A vantagem desse processo, além de jogar uma tonelada de tralha fora, é poder reencontrar algumas coisas do passado.

Há 12 anos escrevi sobre o filme Show de Truman e enviei para amigos e conhecidos por e-mail. Republico o texto aqui. O que me agrada nele é a reflexão sobre o “determinismo”, tema que tem me mobilizado bastante ao escrever, nesses anos todos.

TRUMAN SHOW
17/maio/1999

O show de Truman, filme dirigido por Peter Weir, será lançado brevemente em vídeo. Não o mandarei vê-lo (se não o viu) — afinal, não mando em ninguém. Ressalvo o caráter standard de sua produção, afora ainda algumas inconsistências mais brutais (a esposa como verdadeira prostituta full time e a tentativa de Christof de convencer Truman a voltar para o mundo no qual ele não acreditaria mais e em que, por isso, a novela não seria mais possível). Mas aludo a seu conteúdo, ou ao que se pode refletir a partir de seu enredo.

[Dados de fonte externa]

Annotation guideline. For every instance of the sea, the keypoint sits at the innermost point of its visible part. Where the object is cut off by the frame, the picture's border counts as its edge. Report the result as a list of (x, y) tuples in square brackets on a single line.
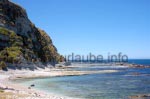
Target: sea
[(119, 85)]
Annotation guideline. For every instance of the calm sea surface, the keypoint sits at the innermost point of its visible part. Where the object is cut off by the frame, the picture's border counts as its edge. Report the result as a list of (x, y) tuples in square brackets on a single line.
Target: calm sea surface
[(119, 85)]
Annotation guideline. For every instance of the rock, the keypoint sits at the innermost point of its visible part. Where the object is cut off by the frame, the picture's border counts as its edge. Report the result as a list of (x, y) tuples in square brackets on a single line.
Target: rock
[(29, 43)]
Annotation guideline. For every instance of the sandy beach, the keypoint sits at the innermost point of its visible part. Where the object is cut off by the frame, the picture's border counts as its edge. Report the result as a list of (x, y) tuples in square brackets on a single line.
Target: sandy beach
[(10, 90)]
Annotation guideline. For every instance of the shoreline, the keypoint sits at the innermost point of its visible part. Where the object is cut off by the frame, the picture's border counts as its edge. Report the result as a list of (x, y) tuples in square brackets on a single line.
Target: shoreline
[(10, 89)]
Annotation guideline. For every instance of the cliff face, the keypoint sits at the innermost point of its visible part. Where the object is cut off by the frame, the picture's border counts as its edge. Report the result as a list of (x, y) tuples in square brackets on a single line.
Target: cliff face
[(20, 40)]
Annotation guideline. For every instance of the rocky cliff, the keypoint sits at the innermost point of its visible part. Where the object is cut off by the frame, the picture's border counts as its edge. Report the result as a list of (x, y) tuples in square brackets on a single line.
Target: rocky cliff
[(20, 40)]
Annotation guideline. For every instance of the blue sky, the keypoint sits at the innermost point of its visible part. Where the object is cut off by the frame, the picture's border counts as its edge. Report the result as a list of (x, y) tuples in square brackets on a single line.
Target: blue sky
[(96, 26)]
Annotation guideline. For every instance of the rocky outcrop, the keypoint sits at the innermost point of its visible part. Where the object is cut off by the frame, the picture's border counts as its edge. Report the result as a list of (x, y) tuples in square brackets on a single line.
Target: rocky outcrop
[(20, 40)]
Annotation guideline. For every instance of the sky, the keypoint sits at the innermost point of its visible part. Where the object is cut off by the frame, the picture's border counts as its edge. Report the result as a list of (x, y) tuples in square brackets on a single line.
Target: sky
[(94, 26)]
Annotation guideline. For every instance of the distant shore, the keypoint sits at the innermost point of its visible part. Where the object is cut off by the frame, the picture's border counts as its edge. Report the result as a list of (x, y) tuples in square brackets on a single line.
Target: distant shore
[(11, 90)]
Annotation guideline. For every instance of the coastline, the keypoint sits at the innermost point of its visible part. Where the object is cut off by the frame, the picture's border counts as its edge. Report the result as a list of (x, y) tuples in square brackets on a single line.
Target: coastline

Truman é o símbolo do homem em um mundo determinista — problema metafísico ainda aberto. O filósofo Boécio defendeu com garra o livre-arbítrio: tentou mostrar que a presciência dos fatos futuros não é causa dos mesmos fatos, rechaçando o determinismo baseado no argumento de que, uma vez que Deus conhece o futuro, conseqüentemente ele seria predeterminado. Spinoza, por sua vez, considera Deus algo muito diferente ("é a totalidade do Universo") e diz que o livre-arbítrio é apenas uma ilusão dos homens, que não conhecem a real causa de seus atos. No filme, Truman foi colocado num ambiente determinista artificial. E devemos perceber que, se o mundo natural é determinista, vivemos como Truman. E, como Truman, sem saber disso.

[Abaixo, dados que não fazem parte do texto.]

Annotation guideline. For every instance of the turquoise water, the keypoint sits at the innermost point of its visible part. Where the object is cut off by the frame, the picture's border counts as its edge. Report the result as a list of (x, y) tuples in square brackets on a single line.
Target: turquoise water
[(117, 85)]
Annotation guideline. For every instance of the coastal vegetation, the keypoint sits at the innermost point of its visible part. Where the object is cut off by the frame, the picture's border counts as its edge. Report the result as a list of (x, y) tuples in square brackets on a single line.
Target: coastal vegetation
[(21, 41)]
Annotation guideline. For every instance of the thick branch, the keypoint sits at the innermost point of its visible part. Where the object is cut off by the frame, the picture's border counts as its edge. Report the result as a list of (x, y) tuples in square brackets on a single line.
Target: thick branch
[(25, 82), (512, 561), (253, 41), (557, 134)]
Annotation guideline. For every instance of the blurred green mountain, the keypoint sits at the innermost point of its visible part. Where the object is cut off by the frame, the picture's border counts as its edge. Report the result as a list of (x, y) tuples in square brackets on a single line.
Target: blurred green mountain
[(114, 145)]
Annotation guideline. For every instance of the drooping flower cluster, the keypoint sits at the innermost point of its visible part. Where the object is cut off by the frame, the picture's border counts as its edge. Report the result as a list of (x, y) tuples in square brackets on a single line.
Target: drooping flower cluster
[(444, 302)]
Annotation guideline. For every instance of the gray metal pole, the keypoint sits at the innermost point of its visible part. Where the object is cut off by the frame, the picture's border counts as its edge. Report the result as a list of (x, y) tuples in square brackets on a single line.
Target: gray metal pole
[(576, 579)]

Mas Truman desconfia de algo e passa a investigar. O remoto observador que um dia notou a circularidade no movimento dos astros previu um eclipse e pode ter julgado que, por inevitável, era um evento determinado. Truman notou, em torno de seu quarteirão, um movimento regular de fuscas e entregadores de flores. Mas ele — como ocorreria a muitos de nós — abomina a situação e quer salvar-se do determinismo. Como no filme esse ambiente é artificial, sabemos que ele tem uma chance, em especial por sua louca vontade de ir a Fiji.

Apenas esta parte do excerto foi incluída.